Friday 28 April 2017

With International Solar Alliance, India seeks its place under the sun

With International Solar Alliance(संधि), India seeks its place under the sun

New Delhi: In November 2015, India launched the International Solar Alliance (ISA) at the United Nations Framework Convention on Climate Change (UNFCCC) along with France. It was a move that signalled Asia’s third- largest economy and one of the world’s fastest-growing emerging economies was ready to drop its defensive position on climate change and embrace renewable energy—solar power—in a big way. It also signalled that New Delhi, under the leadership of Prime Minister Narendra Modi, would employ it as a foreign policy tool to cement its leadership among developing countries—vastly eroded by countries like China in the past decades.

“It (India launching ISA) was a departure from India’s past position taken at previous conferences on climate change that industrialised countries must pay for the pollution caused in the past and leave developing countries like India out of this because of their development needs and constraints,” said former foreign secretary Lalit Mansingh.

He was referring to India’s stance at previous UNFCCC conferences like those at the Hague in the Netherlands in 2000 and Germany and Morocco in 2001, where India had based its argument on the fact that its emission levels—despite being a large developing country—were still lower than those of industrialized countries like the US. India had also stressed on the fact that industrialized economies like the US should cut their emissions more drastically than developing countries like India which had a long way to go before catching up with industrialized economies.

“The Modi government realized that green energy is beneficial for us for our own sake. And given that India’s efforts at harnessing nuclear power are slower than we had thought after the India-US nuclear deal (clinched in 2008), solar energy is a good option,” said Mansingh. “Instead of regarding it as an expensive experiment, the Modi government is looking at developing solar energy as a major source of clean energy for India that can meet our huge requirements for energy.”

ISA is an alliance of 121 countries situated between the Tropics of Cancer and Capricorn that enjoy 300 days of sunshine.

In January last year, Prime Minister Modi and French President Francois Hollande laid the foundation stone of ISA at Gurugram near New Delhi. Besides, the World Bank last year signed an agreement with ISA to mobilize $1 trillion in investments by 2030.

ISA is part of India’s National Democratic Alliance government’s plans to generate energy through renewables. The target for solar power generation has been increased to 100 gigawatts by 2022 from 20,000 megawatts earlier.
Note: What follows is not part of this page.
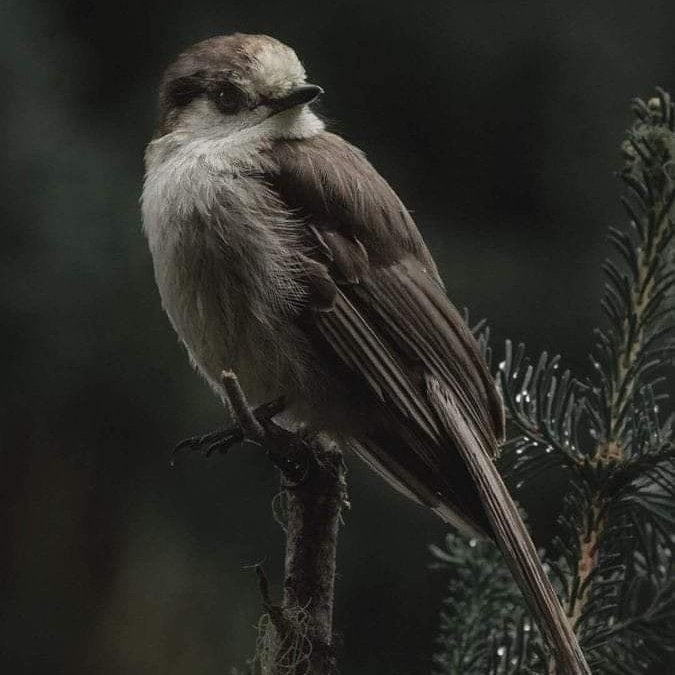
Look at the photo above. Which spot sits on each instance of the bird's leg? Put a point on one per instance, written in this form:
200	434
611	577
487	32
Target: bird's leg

Besides embracing a climate change-friendly fuel, there are other benefits too for India adopting solar energy and launching ISA, said a government official who did not want to be named.

“India can develop technologies and equipment for its domestic market as well as sell to countries with similar needs,” said the official.
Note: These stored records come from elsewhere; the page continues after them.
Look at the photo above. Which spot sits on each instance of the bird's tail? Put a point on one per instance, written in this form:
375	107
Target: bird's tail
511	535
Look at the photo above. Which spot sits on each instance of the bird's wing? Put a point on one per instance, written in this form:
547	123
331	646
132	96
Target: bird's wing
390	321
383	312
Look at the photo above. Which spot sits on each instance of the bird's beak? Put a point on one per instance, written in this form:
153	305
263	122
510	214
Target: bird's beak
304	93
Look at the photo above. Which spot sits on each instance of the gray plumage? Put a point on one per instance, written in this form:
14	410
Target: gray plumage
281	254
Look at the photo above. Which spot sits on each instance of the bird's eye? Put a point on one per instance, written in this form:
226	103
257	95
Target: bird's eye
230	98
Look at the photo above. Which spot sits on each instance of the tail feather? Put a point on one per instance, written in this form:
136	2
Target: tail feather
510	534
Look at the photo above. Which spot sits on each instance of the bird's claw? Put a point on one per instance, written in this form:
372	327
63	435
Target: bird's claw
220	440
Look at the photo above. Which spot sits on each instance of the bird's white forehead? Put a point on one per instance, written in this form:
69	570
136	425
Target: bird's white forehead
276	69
“This also makes India a leader among developing countries in terms of presenting the novel idea of harnessing the power of the sun and showing that developing countries can give constructive and feasible ideas for global problems like climate change,” said the official.
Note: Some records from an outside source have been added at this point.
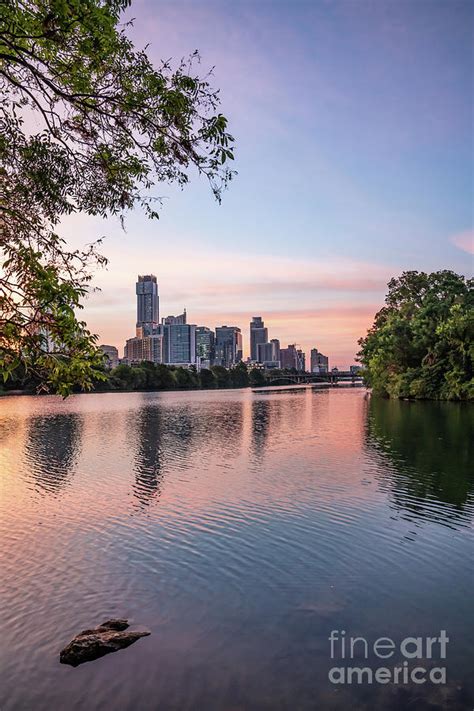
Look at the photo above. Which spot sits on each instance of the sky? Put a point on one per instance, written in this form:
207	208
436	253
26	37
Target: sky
353	123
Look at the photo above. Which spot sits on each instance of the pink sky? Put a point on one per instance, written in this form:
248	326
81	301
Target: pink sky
352	127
Mansingh agreed that ISA had helped India burnish its credentials among its peers in the developing world, given that India’s strategic rival China had taken on the mantle of leader and representative of developing countries in a number of areas and a number of international fora. “The ISA launch does establish India as a voice of authority in the developing world on clean energy,” he said.

The ISA framework agreement was opened for signing up at the Conference of the Parties at Marrakesh in November last year and 25 countries including France, Bangladesh, Brazil and Tanzania have joined it. The assembly will meet after 15 of these signatories ratify ISA. The alliance will have an assembly, a council and a secretariat. The Indian government will support the secretariat for five years, after which it would have to generate its own resources. The secretariat has been set up at the National Institute of Solar Energy in Gurugram.

ISA will also collaborate with other multilateral bodies such as the International Energy Agency, the International Renewable Energy Agency and the United Nations. “The PMO (Prime Minister’s Office) is taking a keen interest in the ISA, the first such treaty-based international government organization headquartered in India.” said a person aware of the development requesting anonymity(अशांत होने की अवस्था).